For installating software, Linux has always offered various possibilities. For example, there is always the possibility of manual compilation using the well-known rule of three (configure, make, make install) – including all the advantages and disadvantages. However, the most convenient solution is using the distribution’s package manager. This saves the user the annoying translation of source code – but there are also numerous representatives. Besides the usual Red Hat– (yum, dnf) and Debian-like (apt, apt-get) package managers, there are numerous other tools – and this is exactly where the problem lies.
In principle, diversity has enriched Linux to a large extent – but not in every area. One area where too much choice quickly becomes a disadvantage is software management. Beginners are confronted with a selection of different package managers, which makes it difficult to get started – but the additional work for developers is probably much more critical.

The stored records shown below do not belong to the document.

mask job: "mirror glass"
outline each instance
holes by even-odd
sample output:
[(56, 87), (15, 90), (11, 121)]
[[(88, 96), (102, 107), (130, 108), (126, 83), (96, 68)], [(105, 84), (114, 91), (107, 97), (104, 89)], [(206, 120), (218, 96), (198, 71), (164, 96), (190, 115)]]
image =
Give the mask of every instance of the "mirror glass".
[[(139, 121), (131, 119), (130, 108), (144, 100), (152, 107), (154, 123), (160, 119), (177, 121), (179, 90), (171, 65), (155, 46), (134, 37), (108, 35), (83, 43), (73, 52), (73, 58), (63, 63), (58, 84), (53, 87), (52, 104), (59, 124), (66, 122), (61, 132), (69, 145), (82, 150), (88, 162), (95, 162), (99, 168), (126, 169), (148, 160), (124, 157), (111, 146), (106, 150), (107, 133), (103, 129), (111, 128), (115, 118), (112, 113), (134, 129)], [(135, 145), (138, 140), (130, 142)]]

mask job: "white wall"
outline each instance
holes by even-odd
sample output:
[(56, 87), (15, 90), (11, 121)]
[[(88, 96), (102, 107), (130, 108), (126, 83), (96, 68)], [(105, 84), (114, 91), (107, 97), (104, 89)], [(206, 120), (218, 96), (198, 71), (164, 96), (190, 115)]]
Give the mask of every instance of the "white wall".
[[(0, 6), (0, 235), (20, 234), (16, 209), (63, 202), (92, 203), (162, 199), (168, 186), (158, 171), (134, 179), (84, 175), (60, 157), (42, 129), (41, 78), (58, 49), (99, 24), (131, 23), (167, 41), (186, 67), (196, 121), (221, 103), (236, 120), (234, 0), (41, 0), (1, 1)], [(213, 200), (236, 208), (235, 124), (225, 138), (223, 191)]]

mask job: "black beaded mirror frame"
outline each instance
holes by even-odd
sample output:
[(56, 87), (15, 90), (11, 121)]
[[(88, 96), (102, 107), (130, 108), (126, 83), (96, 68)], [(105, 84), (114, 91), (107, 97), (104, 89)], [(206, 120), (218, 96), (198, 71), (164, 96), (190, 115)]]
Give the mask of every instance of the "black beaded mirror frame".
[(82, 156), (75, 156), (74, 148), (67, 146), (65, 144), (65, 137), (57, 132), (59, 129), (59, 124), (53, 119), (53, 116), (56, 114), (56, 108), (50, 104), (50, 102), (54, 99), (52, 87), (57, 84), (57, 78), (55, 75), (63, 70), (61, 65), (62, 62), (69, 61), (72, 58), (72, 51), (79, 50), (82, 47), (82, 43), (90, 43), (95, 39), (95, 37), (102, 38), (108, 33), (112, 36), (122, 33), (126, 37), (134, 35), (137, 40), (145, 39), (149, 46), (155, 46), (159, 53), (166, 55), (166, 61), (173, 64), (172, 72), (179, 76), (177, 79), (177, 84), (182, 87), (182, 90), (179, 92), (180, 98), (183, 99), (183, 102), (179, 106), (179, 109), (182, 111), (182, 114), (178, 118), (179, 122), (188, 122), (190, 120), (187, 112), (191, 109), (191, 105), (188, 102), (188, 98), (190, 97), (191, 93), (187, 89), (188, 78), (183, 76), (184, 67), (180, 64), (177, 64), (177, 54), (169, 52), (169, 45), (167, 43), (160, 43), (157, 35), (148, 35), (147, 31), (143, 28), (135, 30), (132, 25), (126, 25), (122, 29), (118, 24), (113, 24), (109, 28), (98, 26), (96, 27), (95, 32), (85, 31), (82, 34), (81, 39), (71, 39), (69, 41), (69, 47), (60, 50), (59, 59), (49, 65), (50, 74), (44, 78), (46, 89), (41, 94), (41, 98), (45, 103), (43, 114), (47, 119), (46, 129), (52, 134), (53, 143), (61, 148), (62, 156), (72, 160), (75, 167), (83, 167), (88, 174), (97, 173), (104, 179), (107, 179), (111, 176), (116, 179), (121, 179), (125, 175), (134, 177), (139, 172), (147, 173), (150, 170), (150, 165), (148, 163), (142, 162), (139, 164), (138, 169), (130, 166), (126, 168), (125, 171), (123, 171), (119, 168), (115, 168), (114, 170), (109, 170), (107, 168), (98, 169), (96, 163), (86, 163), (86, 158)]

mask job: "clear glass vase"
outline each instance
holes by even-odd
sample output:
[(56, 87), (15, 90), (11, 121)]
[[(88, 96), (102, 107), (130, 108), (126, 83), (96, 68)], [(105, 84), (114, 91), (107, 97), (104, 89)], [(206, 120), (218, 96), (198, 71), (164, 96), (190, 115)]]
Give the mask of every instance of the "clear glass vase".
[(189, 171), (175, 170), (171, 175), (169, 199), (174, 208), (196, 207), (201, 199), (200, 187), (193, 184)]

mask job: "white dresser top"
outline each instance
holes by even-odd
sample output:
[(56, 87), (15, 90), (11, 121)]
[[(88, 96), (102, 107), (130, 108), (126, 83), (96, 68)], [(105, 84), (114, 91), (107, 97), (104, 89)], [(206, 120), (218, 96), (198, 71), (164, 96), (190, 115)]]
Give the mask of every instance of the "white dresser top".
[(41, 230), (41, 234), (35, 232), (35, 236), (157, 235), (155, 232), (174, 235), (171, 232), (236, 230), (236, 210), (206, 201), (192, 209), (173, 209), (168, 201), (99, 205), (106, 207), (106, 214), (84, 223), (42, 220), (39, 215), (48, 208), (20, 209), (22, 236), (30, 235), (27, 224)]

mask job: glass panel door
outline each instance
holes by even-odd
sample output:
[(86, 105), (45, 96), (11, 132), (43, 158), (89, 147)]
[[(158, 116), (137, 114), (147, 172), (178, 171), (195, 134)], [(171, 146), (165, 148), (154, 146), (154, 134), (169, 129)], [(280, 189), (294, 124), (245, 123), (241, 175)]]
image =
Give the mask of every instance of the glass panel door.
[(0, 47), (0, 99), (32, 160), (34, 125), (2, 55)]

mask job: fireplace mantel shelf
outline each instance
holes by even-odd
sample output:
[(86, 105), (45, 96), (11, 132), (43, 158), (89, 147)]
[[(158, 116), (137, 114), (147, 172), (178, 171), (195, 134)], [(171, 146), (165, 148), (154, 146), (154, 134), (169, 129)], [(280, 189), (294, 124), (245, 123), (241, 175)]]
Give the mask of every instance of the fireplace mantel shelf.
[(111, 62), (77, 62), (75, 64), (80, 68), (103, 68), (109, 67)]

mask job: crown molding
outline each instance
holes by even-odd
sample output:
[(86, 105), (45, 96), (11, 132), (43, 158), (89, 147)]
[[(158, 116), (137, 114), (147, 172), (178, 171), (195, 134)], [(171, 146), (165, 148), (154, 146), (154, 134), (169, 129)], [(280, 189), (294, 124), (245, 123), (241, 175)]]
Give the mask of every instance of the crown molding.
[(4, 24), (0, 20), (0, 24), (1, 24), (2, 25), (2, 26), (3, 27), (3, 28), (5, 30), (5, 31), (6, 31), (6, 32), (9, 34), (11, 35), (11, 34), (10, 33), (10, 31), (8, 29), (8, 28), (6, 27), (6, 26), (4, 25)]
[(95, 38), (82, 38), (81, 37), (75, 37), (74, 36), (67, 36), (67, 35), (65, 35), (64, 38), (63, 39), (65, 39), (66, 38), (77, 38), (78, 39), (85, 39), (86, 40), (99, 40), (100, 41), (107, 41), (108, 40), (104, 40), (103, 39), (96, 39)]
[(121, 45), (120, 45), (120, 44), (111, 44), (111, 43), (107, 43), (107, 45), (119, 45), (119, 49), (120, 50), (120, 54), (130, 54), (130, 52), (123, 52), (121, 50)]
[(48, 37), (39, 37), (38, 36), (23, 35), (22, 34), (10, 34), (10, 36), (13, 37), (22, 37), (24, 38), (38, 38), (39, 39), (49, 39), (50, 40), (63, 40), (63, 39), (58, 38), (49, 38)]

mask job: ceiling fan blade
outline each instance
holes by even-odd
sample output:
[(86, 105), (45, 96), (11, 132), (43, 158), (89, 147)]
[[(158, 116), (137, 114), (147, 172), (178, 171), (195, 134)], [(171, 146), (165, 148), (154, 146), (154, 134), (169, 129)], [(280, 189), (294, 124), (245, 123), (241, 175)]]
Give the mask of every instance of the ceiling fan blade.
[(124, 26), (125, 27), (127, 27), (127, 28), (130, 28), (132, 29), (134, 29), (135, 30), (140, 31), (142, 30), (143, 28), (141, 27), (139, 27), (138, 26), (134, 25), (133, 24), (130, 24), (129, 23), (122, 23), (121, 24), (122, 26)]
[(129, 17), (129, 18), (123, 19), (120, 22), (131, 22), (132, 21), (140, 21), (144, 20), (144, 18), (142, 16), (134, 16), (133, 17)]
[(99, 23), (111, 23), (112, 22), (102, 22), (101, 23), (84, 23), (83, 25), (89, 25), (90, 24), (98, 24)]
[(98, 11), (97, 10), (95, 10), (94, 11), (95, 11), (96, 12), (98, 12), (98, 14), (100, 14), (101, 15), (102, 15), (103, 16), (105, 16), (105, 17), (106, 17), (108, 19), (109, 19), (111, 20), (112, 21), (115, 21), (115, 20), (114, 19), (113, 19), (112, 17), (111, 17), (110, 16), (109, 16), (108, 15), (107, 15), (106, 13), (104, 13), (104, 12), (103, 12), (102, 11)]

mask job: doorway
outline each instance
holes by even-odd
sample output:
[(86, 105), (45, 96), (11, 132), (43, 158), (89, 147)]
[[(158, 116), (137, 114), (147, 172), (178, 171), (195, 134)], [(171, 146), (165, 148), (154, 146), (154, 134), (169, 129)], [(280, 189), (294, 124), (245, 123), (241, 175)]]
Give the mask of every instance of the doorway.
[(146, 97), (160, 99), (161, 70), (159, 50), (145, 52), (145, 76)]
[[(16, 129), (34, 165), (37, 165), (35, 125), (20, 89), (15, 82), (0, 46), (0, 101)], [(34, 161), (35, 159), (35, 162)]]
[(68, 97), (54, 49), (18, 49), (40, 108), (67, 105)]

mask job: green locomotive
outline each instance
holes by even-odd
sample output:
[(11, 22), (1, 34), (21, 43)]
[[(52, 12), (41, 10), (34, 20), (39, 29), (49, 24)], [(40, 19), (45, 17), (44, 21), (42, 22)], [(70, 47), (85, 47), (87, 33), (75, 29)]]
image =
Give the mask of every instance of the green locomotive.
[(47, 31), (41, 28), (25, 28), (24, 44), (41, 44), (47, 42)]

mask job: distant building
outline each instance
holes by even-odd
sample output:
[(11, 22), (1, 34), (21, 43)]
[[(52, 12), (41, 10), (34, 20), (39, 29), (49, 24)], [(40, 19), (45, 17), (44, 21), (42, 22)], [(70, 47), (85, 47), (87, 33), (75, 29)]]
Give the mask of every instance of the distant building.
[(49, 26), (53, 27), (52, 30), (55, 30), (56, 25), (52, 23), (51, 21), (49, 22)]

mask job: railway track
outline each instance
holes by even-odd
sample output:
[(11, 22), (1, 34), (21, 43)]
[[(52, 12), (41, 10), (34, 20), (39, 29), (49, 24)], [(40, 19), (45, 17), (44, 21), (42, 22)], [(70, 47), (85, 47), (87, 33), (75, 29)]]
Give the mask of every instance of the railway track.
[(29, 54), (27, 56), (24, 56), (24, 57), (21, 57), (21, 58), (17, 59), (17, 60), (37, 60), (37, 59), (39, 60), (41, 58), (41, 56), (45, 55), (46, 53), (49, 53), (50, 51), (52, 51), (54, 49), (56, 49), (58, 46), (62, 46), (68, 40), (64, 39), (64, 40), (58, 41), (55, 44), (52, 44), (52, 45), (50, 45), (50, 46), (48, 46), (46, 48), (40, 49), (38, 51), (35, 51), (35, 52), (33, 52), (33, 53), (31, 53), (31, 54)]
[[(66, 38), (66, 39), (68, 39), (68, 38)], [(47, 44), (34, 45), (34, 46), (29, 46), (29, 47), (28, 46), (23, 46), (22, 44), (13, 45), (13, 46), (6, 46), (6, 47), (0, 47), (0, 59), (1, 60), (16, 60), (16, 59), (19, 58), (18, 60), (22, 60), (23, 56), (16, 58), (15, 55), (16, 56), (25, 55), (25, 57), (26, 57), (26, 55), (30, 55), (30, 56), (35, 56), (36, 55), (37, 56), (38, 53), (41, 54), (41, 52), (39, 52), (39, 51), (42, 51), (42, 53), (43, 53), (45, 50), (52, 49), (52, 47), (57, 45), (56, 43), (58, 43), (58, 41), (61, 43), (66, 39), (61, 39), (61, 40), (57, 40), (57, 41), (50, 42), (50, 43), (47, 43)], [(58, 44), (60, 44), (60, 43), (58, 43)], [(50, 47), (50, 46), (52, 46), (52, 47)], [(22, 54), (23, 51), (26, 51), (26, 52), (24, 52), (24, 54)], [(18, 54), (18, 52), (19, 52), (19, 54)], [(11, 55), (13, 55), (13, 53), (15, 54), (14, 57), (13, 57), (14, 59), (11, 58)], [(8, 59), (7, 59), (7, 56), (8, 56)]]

Linux distributors, such as Red Hat or Ubuntu, act as a kind of middleman. Software projects, such as Firefox or GIMP, provide their source code, which is then translated, tested and finally packaged by the distributors. This additional effort is usually at the expense of up-to-dateness – this means that users do not find the latest versions of their favorite programs in most Linux distributions. This effect is particularly noticeable when using a very restrictive distribution, such as Debian or Red Hat Enterprise Linux. Some projects work closely with distributors to improve package deployment. Nevertheless, it often takes a few patches to integrate packages into a distribution that has been available for some time.
This situation is dissatisfying for both users and developers. On one hand you would like to develop and use software as current as possible, but it also should be stable at the same time – both opposite paradigms which cannot be represented with the status quo necessarily.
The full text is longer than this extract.